The Team Sky man hadn’t been in convincing form leading up to the start in Israel — a fourth place overall finish at the Tour of the Alps was his best result before heading to Jerusalem. The aim to slowly build throughout the race so he could hold his form for the Tour de France took a hit before it had even started when he crashed on a practice lap of the time trial course. The first of many time losses in the first week would follow that day.

However, one of the most memorable Grand Tour racing days in recent history was to come as Froome took hold of the pink jersey in dramatic fashion. Sensing a chink in Simon Yates’s armour, Sky set a blistering pace on the brutal early slopes of the Colle delle Finestre.
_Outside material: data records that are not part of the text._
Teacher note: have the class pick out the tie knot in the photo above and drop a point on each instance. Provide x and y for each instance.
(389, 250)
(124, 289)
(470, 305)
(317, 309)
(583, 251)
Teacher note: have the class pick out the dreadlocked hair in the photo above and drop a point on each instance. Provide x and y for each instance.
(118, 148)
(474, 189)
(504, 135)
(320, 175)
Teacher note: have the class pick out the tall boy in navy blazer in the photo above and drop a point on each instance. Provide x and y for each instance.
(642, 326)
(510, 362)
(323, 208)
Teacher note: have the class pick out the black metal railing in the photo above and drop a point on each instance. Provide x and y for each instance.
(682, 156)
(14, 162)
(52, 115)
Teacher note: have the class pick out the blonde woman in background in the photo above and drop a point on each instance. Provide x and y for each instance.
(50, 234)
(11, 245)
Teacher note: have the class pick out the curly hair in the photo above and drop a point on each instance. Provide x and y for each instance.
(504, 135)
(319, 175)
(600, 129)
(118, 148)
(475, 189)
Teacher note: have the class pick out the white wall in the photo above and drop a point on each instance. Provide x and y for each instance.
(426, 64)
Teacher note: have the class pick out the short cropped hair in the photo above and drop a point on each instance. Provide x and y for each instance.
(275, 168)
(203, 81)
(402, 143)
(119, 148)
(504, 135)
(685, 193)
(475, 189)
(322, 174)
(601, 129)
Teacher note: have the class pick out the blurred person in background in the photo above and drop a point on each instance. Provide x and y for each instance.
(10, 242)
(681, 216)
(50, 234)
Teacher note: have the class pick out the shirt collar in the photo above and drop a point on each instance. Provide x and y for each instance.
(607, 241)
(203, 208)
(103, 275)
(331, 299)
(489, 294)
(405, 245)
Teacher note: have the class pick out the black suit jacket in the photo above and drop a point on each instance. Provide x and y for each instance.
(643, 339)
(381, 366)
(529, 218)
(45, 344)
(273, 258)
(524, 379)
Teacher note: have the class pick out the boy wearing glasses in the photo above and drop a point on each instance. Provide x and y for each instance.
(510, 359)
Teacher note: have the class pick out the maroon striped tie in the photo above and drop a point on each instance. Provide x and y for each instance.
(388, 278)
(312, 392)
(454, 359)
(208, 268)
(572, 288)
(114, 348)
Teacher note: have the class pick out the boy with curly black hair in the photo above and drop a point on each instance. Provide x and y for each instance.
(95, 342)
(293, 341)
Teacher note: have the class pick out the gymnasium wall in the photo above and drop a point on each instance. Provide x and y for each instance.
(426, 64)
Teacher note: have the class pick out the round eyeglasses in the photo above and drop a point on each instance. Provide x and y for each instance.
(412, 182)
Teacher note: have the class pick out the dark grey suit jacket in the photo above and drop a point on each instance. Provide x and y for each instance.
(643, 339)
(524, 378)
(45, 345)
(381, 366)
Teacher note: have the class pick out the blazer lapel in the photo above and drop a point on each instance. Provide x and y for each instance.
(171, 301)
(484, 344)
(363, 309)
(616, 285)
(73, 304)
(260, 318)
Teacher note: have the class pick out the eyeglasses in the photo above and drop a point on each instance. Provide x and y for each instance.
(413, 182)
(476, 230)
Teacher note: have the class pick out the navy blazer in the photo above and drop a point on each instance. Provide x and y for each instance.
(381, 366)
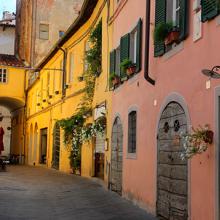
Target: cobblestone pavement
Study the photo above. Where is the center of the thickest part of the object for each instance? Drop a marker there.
(28, 193)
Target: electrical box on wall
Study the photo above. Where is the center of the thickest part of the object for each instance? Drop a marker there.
(196, 5)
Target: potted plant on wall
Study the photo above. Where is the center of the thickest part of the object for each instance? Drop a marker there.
(114, 79)
(196, 142)
(128, 66)
(167, 33)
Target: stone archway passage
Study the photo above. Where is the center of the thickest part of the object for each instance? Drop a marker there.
(56, 147)
(117, 156)
(172, 198)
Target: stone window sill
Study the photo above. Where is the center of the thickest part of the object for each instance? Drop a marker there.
(132, 156)
(175, 50)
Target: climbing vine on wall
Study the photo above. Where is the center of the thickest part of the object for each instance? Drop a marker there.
(76, 131)
(93, 58)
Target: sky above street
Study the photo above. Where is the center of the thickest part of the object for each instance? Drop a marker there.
(7, 5)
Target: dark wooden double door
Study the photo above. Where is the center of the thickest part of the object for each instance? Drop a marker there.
(117, 156)
(172, 187)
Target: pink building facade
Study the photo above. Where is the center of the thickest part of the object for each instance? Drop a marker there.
(167, 96)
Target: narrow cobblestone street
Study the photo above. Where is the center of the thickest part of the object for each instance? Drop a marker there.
(39, 193)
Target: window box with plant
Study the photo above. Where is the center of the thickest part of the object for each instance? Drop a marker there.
(128, 67)
(196, 142)
(171, 24)
(167, 33)
(114, 79)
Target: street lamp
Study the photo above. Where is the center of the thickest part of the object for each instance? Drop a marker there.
(213, 73)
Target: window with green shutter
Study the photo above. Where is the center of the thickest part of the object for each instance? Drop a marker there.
(174, 12)
(124, 48)
(210, 9)
(136, 45)
(112, 62)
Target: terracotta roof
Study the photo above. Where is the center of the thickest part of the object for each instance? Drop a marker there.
(85, 13)
(10, 60)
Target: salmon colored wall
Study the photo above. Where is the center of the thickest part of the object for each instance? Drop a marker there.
(180, 74)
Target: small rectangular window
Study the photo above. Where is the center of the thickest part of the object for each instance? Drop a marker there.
(71, 67)
(3, 76)
(61, 33)
(117, 61)
(173, 12)
(133, 46)
(132, 121)
(44, 31)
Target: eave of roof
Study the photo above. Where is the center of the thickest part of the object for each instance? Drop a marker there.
(85, 13)
(7, 25)
(10, 60)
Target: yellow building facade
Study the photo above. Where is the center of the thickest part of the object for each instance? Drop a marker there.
(57, 90)
(12, 96)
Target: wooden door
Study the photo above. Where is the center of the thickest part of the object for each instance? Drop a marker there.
(117, 156)
(56, 147)
(171, 169)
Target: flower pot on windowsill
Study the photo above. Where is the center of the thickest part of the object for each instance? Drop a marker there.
(172, 37)
(208, 137)
(115, 81)
(131, 70)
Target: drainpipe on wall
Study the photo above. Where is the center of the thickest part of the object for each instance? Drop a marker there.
(147, 44)
(64, 70)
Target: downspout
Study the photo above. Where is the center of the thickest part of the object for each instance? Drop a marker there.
(64, 70)
(147, 44)
(24, 117)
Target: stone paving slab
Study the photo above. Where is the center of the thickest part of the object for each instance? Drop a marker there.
(37, 193)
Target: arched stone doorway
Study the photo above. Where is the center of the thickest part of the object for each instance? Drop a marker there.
(172, 172)
(30, 145)
(35, 144)
(117, 156)
(56, 147)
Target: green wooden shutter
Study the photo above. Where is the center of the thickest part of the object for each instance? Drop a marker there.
(160, 17)
(139, 46)
(124, 48)
(112, 62)
(210, 8)
(183, 19)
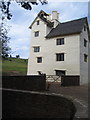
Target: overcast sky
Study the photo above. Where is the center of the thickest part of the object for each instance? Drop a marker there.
(21, 20)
Froome attacked and soloed to the finish 80km away, 3.23 ahead of Tom Dumoulin, as Yates rolled in nearly 39 minutes down.

A solo attack to take a Grand Tour by the scruff of the neck hadn’t been seen for a generation and it electrifie­d the cycling world while giving Froome the honour of becoming only the third rider to hold all three Grand Tours at once.

Meanwhile, the still unresolved salbutomal case loomed ominously as the Tour de France approached.

This would rumble on right up until the week before the Grand Départ in the Vendée region, before a convenient­ly timed conclusion from the UCI came the day after ASO threatened to ban Froome from competing. A boo-filled team presentati­on set the tone for the entire race. After an underwhelm­ing start, Froome recovered in the Alps then fell off the podium before a strong final time trial put him on the podium in Paris. Given how Froome reacts to defeat, though, a fifth Tour title in 2019 wouldn’t be a surprise.